この白釉鉢は、炻器(せっき)(ストーンウェア)を素材として用い、高温で焼成されています。リーは特に、自身の工房で釉薬を調合することに情熱を傾け、多種多様な実験を繰り返しました。本作に見られる白色釉薬も、そうした実験の賜物の一つです。彼女の釉薬は、しばしば微細な発泡や結晶、あるいは表面のピンホール(針穴)を特徴とし、画一的ではない独特の表情を生み出しています。また、その釉薬は薄く塗布され、轆轤で引かれた器の表面の微細なテクスチャーを隠すことなく、むしろ際立たせています。成形においては、非常に薄く均整の取れた器壁を作り出す、卓越した轆轤の技術が駆使されています。リーは、器の機能性を損なうことなく、最小限の装飾で最大の効果を引き出すことに長けており、素材が持つ本来の美しさを引き出すことを重視しました。この作品では、白い釉薬が持つ静かで控えめな美しさが、その洗練されたフォルムと相まって、リーならではの繊細な工夫が凝らされています。
ルーシー・リーの作品において「鉢」という形態は、古くから人類の生活に根差した最も基本的な器であり、食物を盛るという根源的な機能を持つことから、普遍的な存在として捉えられます。この白釉鉢が表現しようとしているのは、飾り立てることのない純粋な形と、素材そのものが持つ美しさ、そして日常の中に宿る静かな美意識です。白色の釉薬は、何色にも染まらない無垢な状態を象徴し、作品のフォルムや表面の質感をより鮮明に際立たせる効果を持っています。また、彼女の作品にしばしば見られる、使い込まれたような質感や、完璧すぎない表面の表情は、工芸品としての温かみと、時間と共に深まる美しさを示唆しています。この鉢は、単なる実用品ではなく、現代社会において見失われがちな、素材の生命力や手仕事の価値を静かに問いかける存在として、深い意味を持っています。

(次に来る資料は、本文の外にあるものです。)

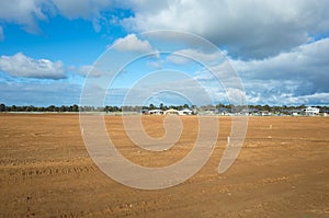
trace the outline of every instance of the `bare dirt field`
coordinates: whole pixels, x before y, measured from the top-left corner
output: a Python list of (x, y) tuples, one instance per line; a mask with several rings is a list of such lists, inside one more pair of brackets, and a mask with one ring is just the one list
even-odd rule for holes
[[(126, 136), (122, 117), (105, 117), (109, 135), (132, 161), (159, 167), (183, 158), (197, 133), (181, 117), (181, 139), (145, 151)], [(219, 118), (209, 161), (174, 187), (143, 191), (106, 176), (89, 157), (78, 115), (0, 114), (0, 217), (329, 217), (329, 117), (250, 117), (243, 148), (218, 174), (230, 133)], [(160, 137), (162, 116), (145, 116)]]

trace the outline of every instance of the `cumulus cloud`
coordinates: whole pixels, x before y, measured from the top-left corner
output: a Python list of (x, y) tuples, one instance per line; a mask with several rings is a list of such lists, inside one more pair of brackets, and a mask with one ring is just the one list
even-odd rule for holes
[(151, 53), (154, 50), (148, 41), (139, 39), (135, 34), (116, 39), (112, 46), (120, 51)]
[(219, 51), (206, 54), (195, 49), (182, 49), (182, 50), (177, 50), (170, 54), (170, 56), (168, 56), (168, 60), (172, 61), (175, 65), (186, 64), (188, 61), (190, 61), (190, 59), (188, 58), (191, 58), (193, 61), (212, 64), (212, 62), (217, 62), (218, 59), (219, 60), (223, 59), (223, 55)]
[(136, 31), (171, 28), (200, 34), (235, 58), (262, 59), (329, 33), (328, 1), (132, 2), (135, 16), (123, 24)]
[(37, 33), (38, 21), (60, 14), (67, 19), (84, 19), (93, 22), (99, 31), (102, 12), (109, 11), (117, 1), (111, 0), (11, 0), (0, 1), (0, 21), (23, 26), (29, 33)]
[(246, 79), (303, 81), (302, 90), (329, 92), (329, 38), (296, 47), (264, 60), (231, 60)]
[(39, 79), (63, 79), (64, 64), (47, 59), (33, 59), (22, 53), (13, 56), (0, 57), (0, 69), (14, 77), (39, 78)]

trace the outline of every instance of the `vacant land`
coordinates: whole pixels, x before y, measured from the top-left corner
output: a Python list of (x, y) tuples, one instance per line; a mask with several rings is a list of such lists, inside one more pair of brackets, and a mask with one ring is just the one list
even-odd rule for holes
[[(160, 137), (162, 116), (145, 116)], [(147, 167), (183, 158), (196, 138), (196, 117), (170, 150), (136, 147), (120, 116), (105, 117), (109, 135), (128, 159)], [(0, 217), (329, 217), (329, 118), (250, 117), (234, 165), (217, 173), (230, 133), (219, 137), (204, 168), (186, 182), (141, 191), (114, 182), (90, 159), (78, 115), (0, 114)]]

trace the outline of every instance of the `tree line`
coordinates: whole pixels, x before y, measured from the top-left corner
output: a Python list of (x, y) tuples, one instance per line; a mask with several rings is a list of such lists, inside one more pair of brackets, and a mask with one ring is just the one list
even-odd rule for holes
[[(61, 106), (56, 106), (56, 105), (49, 105), (49, 106), (34, 106), (34, 105), (24, 105), (24, 106), (16, 106), (16, 105), (5, 105), (5, 104), (0, 104), (0, 112), (140, 112), (141, 110), (169, 110), (169, 108), (174, 108), (174, 110), (183, 110), (183, 108), (190, 108), (190, 110), (203, 110), (203, 111), (215, 111), (218, 108), (226, 108), (230, 111), (234, 107), (231, 104), (217, 104), (217, 105), (203, 105), (203, 106), (195, 106), (195, 105), (188, 105), (188, 104), (182, 104), (182, 105), (164, 105), (163, 103), (159, 105), (155, 104), (149, 104), (149, 105), (144, 105), (144, 106), (79, 106), (77, 104), (73, 105), (61, 105)], [(265, 105), (248, 105), (249, 110), (253, 111), (268, 111), (268, 112), (288, 112), (288, 111), (300, 111), (306, 108), (307, 106), (302, 104), (298, 106), (287, 106), (287, 105), (282, 105), (282, 106), (270, 106), (268, 104)], [(329, 106), (317, 106), (320, 108), (322, 112), (329, 112)]]

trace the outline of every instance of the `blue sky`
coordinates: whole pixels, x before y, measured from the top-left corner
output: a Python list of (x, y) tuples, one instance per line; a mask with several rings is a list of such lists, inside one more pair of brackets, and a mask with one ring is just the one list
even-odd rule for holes
[[(90, 104), (122, 105), (134, 90), (144, 96), (138, 104), (208, 103), (203, 94), (228, 103), (241, 91), (249, 104), (328, 105), (328, 8), (308, 0), (1, 1), (0, 103), (80, 104), (91, 81), (105, 99)], [(161, 30), (171, 32), (144, 34)], [(128, 57), (138, 58), (111, 83), (111, 70)]]

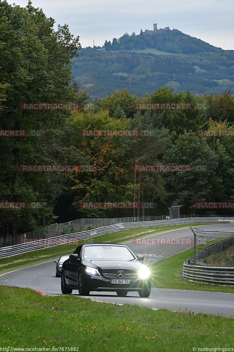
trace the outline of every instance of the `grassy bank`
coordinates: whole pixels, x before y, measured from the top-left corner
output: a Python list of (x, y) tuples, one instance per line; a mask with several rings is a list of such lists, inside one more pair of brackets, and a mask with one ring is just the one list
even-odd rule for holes
[[(229, 234), (219, 239), (210, 241), (206, 244), (206, 246), (223, 240), (230, 235), (232, 235)], [(204, 248), (204, 245), (203, 247)], [(183, 264), (189, 258), (193, 257), (194, 254), (194, 250), (192, 248), (169, 258), (151, 264), (151, 269), (153, 273), (152, 287), (159, 288), (234, 293), (233, 287), (194, 283), (185, 279), (182, 276)]]
[(2, 347), (188, 352), (194, 347), (198, 351), (233, 345), (233, 319), (95, 302), (74, 295), (42, 296), (28, 289), (0, 287), (0, 296)]
[[(196, 224), (190, 226), (195, 226), (199, 225), (204, 224)], [(187, 227), (188, 225), (185, 225), (161, 227), (139, 228), (106, 234), (93, 239), (94, 243), (98, 242), (111, 242), (123, 243), (130, 241), (135, 238), (149, 237), (167, 231), (172, 231)], [(79, 243), (78, 243), (75, 244), (60, 245), (47, 249), (15, 256), (9, 258), (0, 259), (0, 275), (14, 270), (14, 268), (20, 269), (50, 260), (57, 259), (62, 254), (71, 254), (79, 244)]]

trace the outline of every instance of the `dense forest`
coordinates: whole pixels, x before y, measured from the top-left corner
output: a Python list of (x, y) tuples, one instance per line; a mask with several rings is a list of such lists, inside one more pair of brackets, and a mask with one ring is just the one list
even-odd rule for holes
[(221, 48), (216, 48), (200, 39), (174, 29), (173, 31), (169, 30), (158, 33), (143, 32), (138, 35), (136, 35), (134, 33), (131, 36), (125, 33), (118, 39), (113, 38), (112, 43), (110, 41), (106, 40), (102, 47), (107, 50), (113, 51), (153, 48), (175, 54), (225, 52)]
[[(79, 37), (74, 38), (67, 26), (59, 26), (55, 31), (54, 20), (30, 2), (23, 8), (2, 1), (0, 10), (0, 130), (42, 132), (25, 137), (1, 134), (0, 201), (44, 205), (36, 209), (1, 208), (0, 236), (16, 236), (55, 220), (166, 214), (173, 205), (182, 205), (183, 214), (233, 214), (232, 209), (200, 210), (195, 205), (234, 198), (233, 137), (201, 137), (196, 132), (234, 129), (234, 96), (228, 90), (200, 95), (194, 93), (198, 87), (201, 93), (215, 77), (215, 87), (220, 89), (218, 82), (225, 77), (231, 81), (232, 54), (205, 52), (195, 54), (195, 59), (193, 55), (80, 50)], [(78, 83), (76, 77), (74, 80), (72, 76), (71, 59), (75, 60), (73, 69), (80, 75)], [(163, 73), (166, 68), (167, 74)], [(179, 83), (176, 89), (167, 84), (172, 77), (179, 82), (182, 76), (186, 84)], [(97, 95), (104, 96), (89, 108), (86, 105), (88, 95), (81, 89), (85, 77), (87, 83), (95, 77), (99, 84), (94, 83), (93, 89)], [(116, 82), (123, 82), (123, 89), (108, 95), (108, 85), (112, 82), (115, 89)], [(232, 88), (230, 85), (228, 87)], [(20, 107), (25, 103), (81, 103), (82, 108)], [(146, 105), (138, 110), (138, 103)], [(188, 104), (193, 108), (147, 108), (151, 106), (148, 104), (162, 103)], [(87, 137), (81, 132), (87, 130), (152, 133)], [(195, 168), (190, 172), (146, 172), (135, 167), (168, 165)], [(22, 165), (28, 165), (81, 168), (72, 172), (22, 172)], [(196, 165), (205, 167), (201, 171)], [(134, 209), (81, 207), (81, 203), (88, 202), (152, 202), (157, 206)]]

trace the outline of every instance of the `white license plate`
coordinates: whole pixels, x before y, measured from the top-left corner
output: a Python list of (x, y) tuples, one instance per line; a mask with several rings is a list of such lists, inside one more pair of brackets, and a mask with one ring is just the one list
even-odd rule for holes
[(130, 280), (122, 280), (120, 279), (111, 279), (111, 284), (129, 284)]

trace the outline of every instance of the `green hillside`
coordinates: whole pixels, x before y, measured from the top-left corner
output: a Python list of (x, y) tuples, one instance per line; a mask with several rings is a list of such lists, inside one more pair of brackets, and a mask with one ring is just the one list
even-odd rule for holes
[(91, 101), (125, 88), (139, 97), (166, 86), (198, 94), (234, 90), (234, 51), (161, 54), (82, 49), (72, 73)]
[[(225, 52), (200, 39), (191, 37), (177, 29), (149, 33), (143, 32), (136, 35), (125, 33), (119, 39), (113, 38), (112, 43), (106, 40), (103, 46), (107, 50), (142, 50), (153, 48), (175, 54), (195, 54), (199, 52)], [(156, 54), (157, 53), (155, 53)]]

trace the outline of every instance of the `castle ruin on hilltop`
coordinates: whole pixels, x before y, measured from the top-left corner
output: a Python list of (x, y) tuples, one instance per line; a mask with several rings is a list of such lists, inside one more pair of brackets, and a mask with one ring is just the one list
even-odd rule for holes
[(161, 33), (162, 32), (165, 32), (165, 31), (171, 30), (169, 27), (165, 27), (165, 28), (160, 28), (158, 29), (157, 28), (157, 24), (154, 23), (153, 31), (149, 31), (148, 29), (146, 29), (145, 32), (143, 32), (142, 29), (141, 30), (141, 34), (154, 34), (155, 33)]

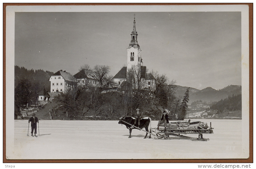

ルーシー・リーの作品は、発表当時から高く評価され、特にモダニズムの美学を陶芸の世界にもたらした先駆者として認識されています。彼女は、装飾過多なヴィクトリア朝時代の陶器とは一線を画し、簡潔で洗練されたフォルムと、素材の質感を追求する独自のスタイルを確立しました。その作品は、機能性と美意識を兼ね備えたモダンデザインの理想を体現するものとして、幅広い層から支持されました。後世の陶芸家やデザイナーに対しても多大な影響を与え、彼女の作品に見られるミニマリズム、釉薬の独創性、そして卓越した成形技術は、多くのクリエイターにインスピレーションを与え続けています。現代においても、ルーシー・リーは20世紀を代表する最も重要なスタジオポッターの一人とされており、その作品は世界各地の主要な美術館に所蔵され、その芸術的価値と歴史的意義は揺るぎないものとして確立されています。